Monday, July 12, 2010

Do You Understand the Good Samaritan?

The parable of the good Samaritan is quite possibly the most well known of all Jesus' parables, the only other likely to challenge it in notoriety being of course the parable of the prodigal son.  So ubiquitous is this parable that the phrase "good Samaritan" has come to stand on its own as universally recognized part of the English language.

It came as a great surprise to me, then, when upon listening to the parable during this past Sunday's Liturgy I realized that I did not actually understand the parable!  Of course, as I walked into the church to prepare for Mass I certainly thought I understood it - even recognizing that in all of the Scriptures there are depths of meaning in it that I have yet to reap.  It seems like a rather straightforward parable, doesn't it?  Having been told that he must love his neighbor, a lawyer asks Jesus whom his neighbor is, which the Lord answers with His tale of the good Samaritan teaching that our neighbors whom we should love are the poor, the suffering, the needy, and by extension, everybody.

There's only one problem: the wounded, dying man isn't the neighbor in this parable: the Samaritan is.

It was this thought that occurred to me as I listened to the Gospel being read and which at first led me to some degree of confusion.  Jesus concludes the parable by getting His questioner to recognize that it was the Samaritan who was the neighbor of the dying, penniless man on the side of the road.  I had always understood Jesus' message to be that the dying man who was in need of help was the neighbor, people like whom we as His disciples were called to love.  From the conversations I have had with others, this seems to be how most folks interpret this Gospel at first hearing.

The realization that the Samaritan is identified as the neighbor the lawyer asked about leads to a variety of new questions.  Most significantly, it seems as though Jesus is teaching that our neighbors - those we are called to love - are those who do good to us, those who help us and show mercy to us.  The message of the parable is, after all, that the priest and Levite (whose indifference Jesus juxtaposes with the Samaritan's compassionate help) are not neighbors.  Should then we only love as ourselves those who do good to us, and not those who do not?  Following upon this, what do we make of Jesus' instruction to the lawyer to "go and do likewise?"  In fact, it is by considering this instruction that we can come to understand the greater depth of what Jesus is in fact teaching here.

First, we need to consider what exactly Jesus was telling this lawyer to do.  The instruction comes in response to the man's statement that the neighbor was "the one who showed mercy," that is, the Samaritan.  Christ then says that he must imitate the Samaritan.  Here we find an important aspect to this parable that has been lost to history: Jews and Samaritans at this time held bitter hatred for one another, similar - if not even in greater measure - to the hatred that currently exists between Jews and Muslims.  So strong was it that this man could not even utter the answer "the Samaritan," but had rather to convolutely admit that the neighbor was "the one who showed mercy" That this Jewish man would be asked to imitate a Samaritan would have been both shocking to him and a very difficult pill to swallow.

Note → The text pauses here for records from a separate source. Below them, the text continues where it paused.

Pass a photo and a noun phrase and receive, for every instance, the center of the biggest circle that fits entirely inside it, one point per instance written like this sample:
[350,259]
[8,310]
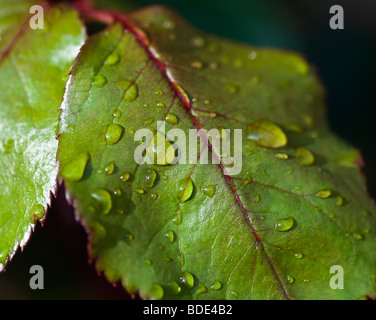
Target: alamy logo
[37,20]
[336,282]
[37,280]
[337,20]
[171,147]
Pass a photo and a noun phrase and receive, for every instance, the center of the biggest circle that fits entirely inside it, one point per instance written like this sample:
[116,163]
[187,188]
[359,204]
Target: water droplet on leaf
[284,224]
[185,189]
[124,177]
[99,81]
[113,133]
[188,279]
[74,170]
[323,194]
[174,287]
[290,279]
[155,292]
[216,285]
[209,190]
[281,156]
[103,200]
[112,59]
[109,168]
[171,118]
[170,236]
[129,89]
[266,134]
[304,157]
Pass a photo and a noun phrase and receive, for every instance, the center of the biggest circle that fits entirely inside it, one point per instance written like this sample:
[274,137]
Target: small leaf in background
[33,68]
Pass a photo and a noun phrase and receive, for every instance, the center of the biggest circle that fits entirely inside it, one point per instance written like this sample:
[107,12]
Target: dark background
[346,62]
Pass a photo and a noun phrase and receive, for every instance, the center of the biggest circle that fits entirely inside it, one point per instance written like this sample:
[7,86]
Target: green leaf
[33,68]
[194,232]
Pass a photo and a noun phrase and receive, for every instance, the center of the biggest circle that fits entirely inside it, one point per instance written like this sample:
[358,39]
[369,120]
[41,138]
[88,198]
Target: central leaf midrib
[144,42]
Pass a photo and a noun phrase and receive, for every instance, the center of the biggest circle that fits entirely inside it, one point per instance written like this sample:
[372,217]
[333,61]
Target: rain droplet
[323,194]
[281,156]
[109,168]
[113,133]
[117,192]
[139,190]
[148,121]
[188,279]
[112,59]
[74,170]
[170,236]
[217,285]
[200,289]
[99,81]
[117,113]
[155,292]
[124,177]
[171,118]
[38,211]
[198,42]
[150,177]
[98,232]
[129,89]
[290,279]
[209,190]
[293,127]
[185,189]
[178,218]
[304,157]
[284,224]
[103,200]
[266,134]
[174,287]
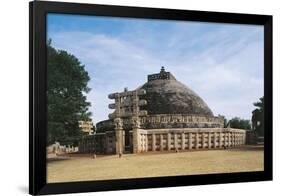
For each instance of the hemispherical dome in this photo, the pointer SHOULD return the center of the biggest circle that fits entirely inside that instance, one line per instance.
(166, 95)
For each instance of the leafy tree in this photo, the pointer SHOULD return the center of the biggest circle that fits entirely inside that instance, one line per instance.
(224, 120)
(66, 88)
(258, 117)
(239, 123)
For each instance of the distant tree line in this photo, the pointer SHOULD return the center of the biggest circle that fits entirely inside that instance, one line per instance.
(256, 123)
(67, 85)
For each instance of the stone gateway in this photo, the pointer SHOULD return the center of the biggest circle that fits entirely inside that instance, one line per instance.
(161, 115)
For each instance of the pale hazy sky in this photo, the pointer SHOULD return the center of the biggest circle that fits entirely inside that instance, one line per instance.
(222, 63)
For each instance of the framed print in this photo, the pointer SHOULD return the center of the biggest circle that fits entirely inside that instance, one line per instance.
(132, 97)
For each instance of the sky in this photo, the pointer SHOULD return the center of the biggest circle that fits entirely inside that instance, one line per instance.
(222, 63)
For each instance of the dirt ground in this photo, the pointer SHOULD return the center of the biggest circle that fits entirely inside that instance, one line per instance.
(85, 168)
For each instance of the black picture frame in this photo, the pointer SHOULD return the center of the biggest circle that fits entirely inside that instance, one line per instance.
(38, 100)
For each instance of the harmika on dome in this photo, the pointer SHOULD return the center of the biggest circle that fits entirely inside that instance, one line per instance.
(161, 115)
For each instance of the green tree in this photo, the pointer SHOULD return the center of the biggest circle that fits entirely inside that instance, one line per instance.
(258, 117)
(67, 86)
(224, 120)
(239, 123)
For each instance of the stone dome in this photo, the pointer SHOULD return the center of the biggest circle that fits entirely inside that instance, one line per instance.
(166, 95)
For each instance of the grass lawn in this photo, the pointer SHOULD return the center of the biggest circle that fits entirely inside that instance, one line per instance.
(84, 168)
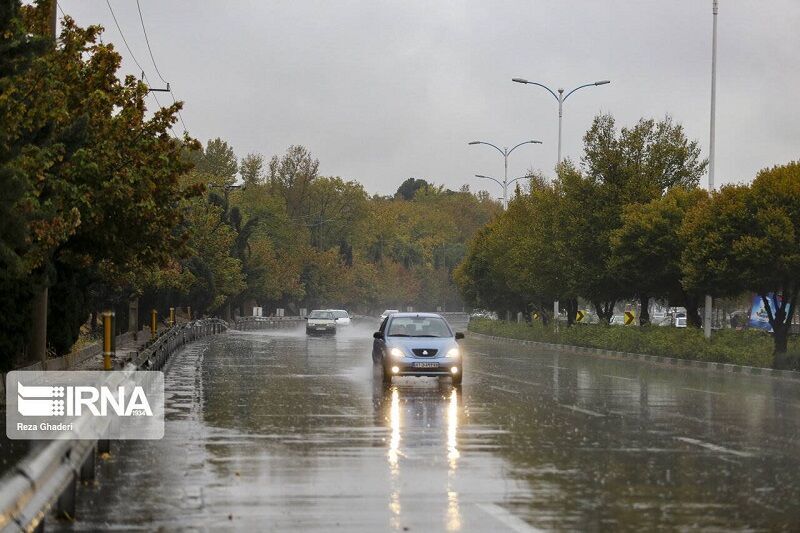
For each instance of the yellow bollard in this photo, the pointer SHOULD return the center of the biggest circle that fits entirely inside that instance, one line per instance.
(108, 338)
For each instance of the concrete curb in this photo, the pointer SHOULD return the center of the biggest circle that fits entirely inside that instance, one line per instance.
(653, 359)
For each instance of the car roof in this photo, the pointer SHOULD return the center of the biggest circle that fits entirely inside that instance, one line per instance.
(421, 315)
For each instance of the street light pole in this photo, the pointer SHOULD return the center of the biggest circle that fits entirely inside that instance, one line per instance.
(560, 98)
(505, 153)
(714, 10)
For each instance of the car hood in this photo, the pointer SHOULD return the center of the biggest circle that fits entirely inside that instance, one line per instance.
(438, 343)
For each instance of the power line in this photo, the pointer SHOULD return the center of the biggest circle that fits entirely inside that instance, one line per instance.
(133, 56)
(153, 59)
(146, 40)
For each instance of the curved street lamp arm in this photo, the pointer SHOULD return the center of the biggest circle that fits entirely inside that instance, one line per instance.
(489, 144)
(524, 142)
(582, 86)
(520, 178)
(548, 89)
(489, 178)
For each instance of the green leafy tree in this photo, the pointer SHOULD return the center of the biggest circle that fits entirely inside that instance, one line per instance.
(748, 238)
(646, 250)
(218, 161)
(93, 181)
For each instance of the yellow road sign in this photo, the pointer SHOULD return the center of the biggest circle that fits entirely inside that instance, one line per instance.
(629, 318)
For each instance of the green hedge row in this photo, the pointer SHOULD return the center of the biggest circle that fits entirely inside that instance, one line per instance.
(750, 348)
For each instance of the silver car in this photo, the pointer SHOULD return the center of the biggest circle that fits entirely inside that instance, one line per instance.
(417, 344)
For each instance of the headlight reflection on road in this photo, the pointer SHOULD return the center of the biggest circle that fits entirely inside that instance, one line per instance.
(394, 456)
(452, 428)
(453, 522)
(394, 424)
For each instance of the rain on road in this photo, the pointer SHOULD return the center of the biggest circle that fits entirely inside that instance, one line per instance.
(271, 430)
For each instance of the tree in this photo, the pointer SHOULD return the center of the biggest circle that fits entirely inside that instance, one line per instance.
(409, 188)
(291, 176)
(646, 250)
(748, 238)
(252, 169)
(217, 161)
(636, 165)
(92, 181)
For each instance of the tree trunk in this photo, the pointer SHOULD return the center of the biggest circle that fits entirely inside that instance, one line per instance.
(604, 310)
(692, 313)
(644, 312)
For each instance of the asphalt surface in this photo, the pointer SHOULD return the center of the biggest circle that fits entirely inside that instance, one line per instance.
(271, 430)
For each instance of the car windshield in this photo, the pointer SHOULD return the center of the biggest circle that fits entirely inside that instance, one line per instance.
(419, 327)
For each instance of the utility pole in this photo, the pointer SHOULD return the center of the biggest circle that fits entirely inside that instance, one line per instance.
(38, 347)
(715, 10)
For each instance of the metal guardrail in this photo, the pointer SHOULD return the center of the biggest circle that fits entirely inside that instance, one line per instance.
(249, 323)
(46, 479)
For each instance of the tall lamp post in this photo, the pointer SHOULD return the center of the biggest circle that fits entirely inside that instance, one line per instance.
(560, 98)
(504, 184)
(505, 153)
(714, 10)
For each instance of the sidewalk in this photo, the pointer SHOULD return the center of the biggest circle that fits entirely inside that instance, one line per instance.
(126, 347)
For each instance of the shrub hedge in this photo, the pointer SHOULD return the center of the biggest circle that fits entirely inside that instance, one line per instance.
(746, 347)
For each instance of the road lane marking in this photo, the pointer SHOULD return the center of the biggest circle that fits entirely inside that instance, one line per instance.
(504, 390)
(704, 391)
(714, 447)
(619, 377)
(581, 410)
(509, 520)
(508, 378)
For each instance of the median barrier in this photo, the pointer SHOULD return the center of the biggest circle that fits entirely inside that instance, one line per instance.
(44, 481)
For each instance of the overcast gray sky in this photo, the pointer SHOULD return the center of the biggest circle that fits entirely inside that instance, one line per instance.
(383, 91)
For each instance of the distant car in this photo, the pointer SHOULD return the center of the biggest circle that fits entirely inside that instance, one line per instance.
(417, 344)
(320, 321)
(341, 316)
(387, 313)
(483, 314)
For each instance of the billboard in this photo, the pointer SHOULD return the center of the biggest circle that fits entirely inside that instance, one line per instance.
(758, 312)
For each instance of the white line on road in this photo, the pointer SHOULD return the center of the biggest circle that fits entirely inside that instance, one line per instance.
(704, 391)
(504, 390)
(509, 520)
(584, 411)
(509, 378)
(714, 447)
(619, 377)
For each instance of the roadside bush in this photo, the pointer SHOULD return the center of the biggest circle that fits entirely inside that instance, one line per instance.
(750, 348)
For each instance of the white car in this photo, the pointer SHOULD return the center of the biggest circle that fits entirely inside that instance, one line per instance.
(320, 321)
(341, 316)
(387, 313)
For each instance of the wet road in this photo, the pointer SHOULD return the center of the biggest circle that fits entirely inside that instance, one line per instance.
(275, 431)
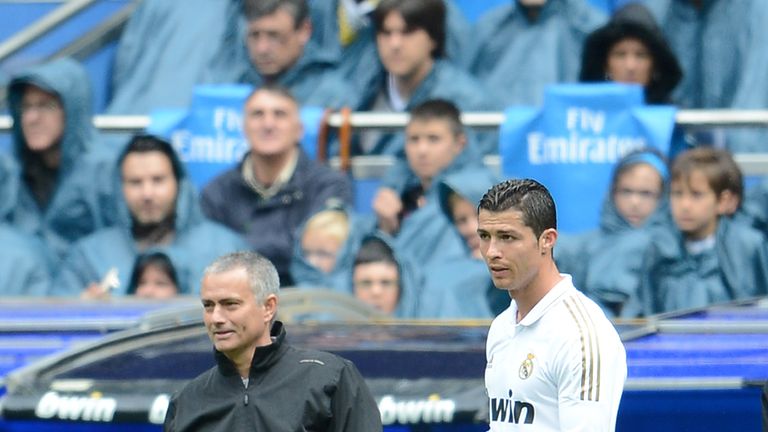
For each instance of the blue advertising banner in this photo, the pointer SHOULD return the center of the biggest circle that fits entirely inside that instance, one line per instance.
(209, 136)
(572, 143)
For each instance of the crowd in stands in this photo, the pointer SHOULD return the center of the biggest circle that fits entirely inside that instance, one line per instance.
(677, 229)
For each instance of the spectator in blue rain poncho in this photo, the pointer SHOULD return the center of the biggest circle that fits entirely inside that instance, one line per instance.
(460, 286)
(721, 48)
(53, 144)
(344, 28)
(410, 37)
(631, 48)
(25, 268)
(276, 186)
(606, 263)
(521, 47)
(273, 46)
(386, 278)
(406, 206)
(154, 277)
(707, 257)
(157, 211)
(325, 249)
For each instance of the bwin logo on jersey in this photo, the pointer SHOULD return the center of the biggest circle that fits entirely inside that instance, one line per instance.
(526, 368)
(511, 411)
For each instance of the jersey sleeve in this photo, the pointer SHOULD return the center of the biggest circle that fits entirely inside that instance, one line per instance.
(590, 374)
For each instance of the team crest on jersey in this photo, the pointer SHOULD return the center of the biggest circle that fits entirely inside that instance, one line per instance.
(526, 369)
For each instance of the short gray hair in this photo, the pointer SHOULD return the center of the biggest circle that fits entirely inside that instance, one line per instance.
(262, 275)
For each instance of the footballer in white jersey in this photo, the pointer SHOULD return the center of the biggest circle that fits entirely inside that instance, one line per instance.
(561, 368)
(554, 361)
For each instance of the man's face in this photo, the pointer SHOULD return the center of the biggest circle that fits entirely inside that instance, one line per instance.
(236, 322)
(465, 219)
(272, 124)
(404, 52)
(430, 146)
(377, 284)
(149, 186)
(695, 206)
(155, 283)
(42, 119)
(511, 250)
(630, 61)
(637, 192)
(275, 44)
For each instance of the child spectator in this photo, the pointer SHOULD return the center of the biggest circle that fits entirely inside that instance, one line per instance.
(460, 286)
(154, 277)
(707, 257)
(385, 280)
(613, 253)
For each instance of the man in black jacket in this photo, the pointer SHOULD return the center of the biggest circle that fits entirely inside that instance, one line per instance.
(260, 382)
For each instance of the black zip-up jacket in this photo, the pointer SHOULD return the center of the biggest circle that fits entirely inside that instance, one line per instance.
(289, 390)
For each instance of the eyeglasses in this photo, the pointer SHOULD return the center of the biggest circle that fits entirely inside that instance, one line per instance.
(644, 195)
(43, 107)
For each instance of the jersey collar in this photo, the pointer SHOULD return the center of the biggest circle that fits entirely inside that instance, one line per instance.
(546, 302)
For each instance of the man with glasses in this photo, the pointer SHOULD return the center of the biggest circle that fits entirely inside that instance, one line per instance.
(279, 51)
(52, 133)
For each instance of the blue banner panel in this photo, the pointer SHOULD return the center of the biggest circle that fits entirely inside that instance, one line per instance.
(572, 143)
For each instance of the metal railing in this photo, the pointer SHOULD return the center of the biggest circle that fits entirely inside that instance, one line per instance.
(372, 166)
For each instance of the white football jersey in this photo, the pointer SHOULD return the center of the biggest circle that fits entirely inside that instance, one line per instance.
(561, 368)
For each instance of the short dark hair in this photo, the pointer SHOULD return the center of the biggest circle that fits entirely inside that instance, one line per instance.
(274, 88)
(153, 259)
(527, 196)
(438, 109)
(646, 155)
(143, 143)
(717, 165)
(429, 15)
(373, 250)
(255, 9)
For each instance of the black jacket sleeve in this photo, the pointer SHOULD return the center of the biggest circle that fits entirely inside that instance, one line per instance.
(354, 408)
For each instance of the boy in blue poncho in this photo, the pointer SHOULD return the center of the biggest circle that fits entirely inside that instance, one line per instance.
(157, 210)
(407, 205)
(385, 278)
(708, 257)
(606, 263)
(410, 38)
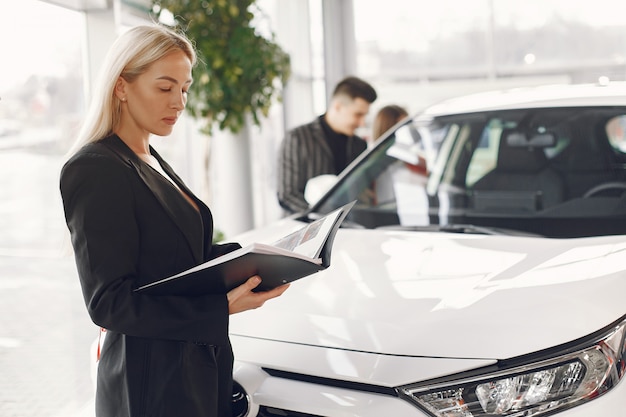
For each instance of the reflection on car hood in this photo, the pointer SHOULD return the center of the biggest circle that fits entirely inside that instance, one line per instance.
(445, 295)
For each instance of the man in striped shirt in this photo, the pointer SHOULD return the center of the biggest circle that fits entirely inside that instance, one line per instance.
(326, 145)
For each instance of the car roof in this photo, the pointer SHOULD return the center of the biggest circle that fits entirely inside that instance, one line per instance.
(558, 95)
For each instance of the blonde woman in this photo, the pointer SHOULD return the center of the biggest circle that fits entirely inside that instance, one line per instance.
(386, 117)
(133, 221)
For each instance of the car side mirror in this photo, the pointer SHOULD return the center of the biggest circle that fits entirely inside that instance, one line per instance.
(316, 187)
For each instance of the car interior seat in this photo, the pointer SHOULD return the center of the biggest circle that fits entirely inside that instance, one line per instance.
(522, 178)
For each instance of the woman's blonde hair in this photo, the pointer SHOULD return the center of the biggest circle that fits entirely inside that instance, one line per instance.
(130, 56)
(385, 118)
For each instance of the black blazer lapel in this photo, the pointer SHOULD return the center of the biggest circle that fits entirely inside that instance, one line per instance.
(180, 211)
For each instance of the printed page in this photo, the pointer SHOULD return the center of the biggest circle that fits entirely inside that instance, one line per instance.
(309, 240)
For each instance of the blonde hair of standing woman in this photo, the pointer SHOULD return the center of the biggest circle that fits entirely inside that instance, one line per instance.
(385, 118)
(131, 55)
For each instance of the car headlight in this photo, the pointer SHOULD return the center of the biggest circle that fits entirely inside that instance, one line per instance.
(573, 376)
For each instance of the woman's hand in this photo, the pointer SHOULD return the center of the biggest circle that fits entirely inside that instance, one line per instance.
(242, 298)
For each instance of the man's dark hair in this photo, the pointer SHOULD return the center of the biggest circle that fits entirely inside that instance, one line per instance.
(354, 87)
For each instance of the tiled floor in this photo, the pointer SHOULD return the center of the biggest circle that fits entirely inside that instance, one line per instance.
(45, 332)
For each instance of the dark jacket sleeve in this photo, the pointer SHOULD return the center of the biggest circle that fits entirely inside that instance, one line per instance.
(100, 210)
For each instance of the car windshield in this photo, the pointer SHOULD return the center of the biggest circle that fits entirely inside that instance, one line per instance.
(555, 172)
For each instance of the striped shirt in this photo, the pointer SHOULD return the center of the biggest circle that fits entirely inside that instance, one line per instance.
(304, 154)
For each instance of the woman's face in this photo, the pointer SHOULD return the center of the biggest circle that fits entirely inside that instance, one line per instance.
(152, 103)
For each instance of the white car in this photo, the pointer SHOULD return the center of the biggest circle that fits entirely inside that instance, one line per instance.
(495, 285)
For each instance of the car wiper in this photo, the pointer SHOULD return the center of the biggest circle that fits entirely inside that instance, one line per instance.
(461, 228)
(346, 224)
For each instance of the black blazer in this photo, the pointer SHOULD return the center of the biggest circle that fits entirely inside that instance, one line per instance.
(130, 226)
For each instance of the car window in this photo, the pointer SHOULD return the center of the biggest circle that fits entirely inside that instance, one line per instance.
(555, 172)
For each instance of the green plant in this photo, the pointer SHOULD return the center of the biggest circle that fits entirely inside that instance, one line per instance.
(239, 71)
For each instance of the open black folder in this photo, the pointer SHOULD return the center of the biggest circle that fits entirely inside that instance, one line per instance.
(297, 255)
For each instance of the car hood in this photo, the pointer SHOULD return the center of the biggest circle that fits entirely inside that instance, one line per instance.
(438, 295)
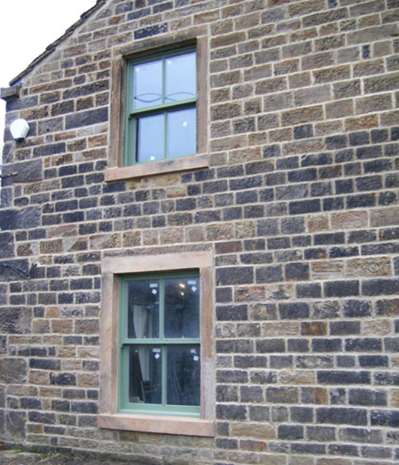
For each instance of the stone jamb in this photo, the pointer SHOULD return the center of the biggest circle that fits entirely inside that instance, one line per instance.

In fact, this hatred is at the very heart of the lawyer's question.  Christ's teaching to "love thy neighbor as thyself" was actually not a new teaching.  It was found in the book of Leviticus, which in the 18th verse of the 19th chapter commands that "Thou shalt not avenge, nor bear any grudge against the children of thy people, but thou shalt love thy neighbour as thyself."  The understanding of this existed was that one's fellow Jew was one's neighbor.  That the man asked who his neighbor was "to justify himself" indicates that he asked Jesus this so that the Lord might affirm him in his practice.  Jesus offers the parable so as to help the man see that all people - even a Samaritan - should be loved.  Rather than simply saying as much and being swiftly rejected, He presents the story of the compassionate Samaritan so as to appeal to this man's sense of decency and compassion.  

On this note, it's secondly important to consider that Christ actually changes the lawyer's question around on him.  He had asked who he should love, and while Christ in a roundabout way gives him the hard answer that he should love all people - even Samaritans - His more direct answer teaches who it is that loves.  The man wanted to know who his neighbor was, but Christ taught him that it is more important that he himself should be a neighbor.  The Greek text of Jesus' question actually carries the sense of "who became the neighbor" of the dying man? This lawyer - and all of us - are called to become neighbors to those around us, whether they love us or not.

Yes, then we are called to love all people, not only those who do good to us as did the Samaritan to the victim on the road.  My initial confusion emphasizes the very purpose of Jesus' parable and His decision to answer the lawyer in the way He did.  I, like the lawyer, should be less concerned with who to love than simply with loving.  We need not worry who our neighbors are, but rather, we should worry about how to be neighbors.

Sometimes, our focus is misdirected so that we do not even ask the right question.  Christ, in His Wisdom, often chooses not to answer our misplaced questions but rather to give us the answer to the questions that we should be asking!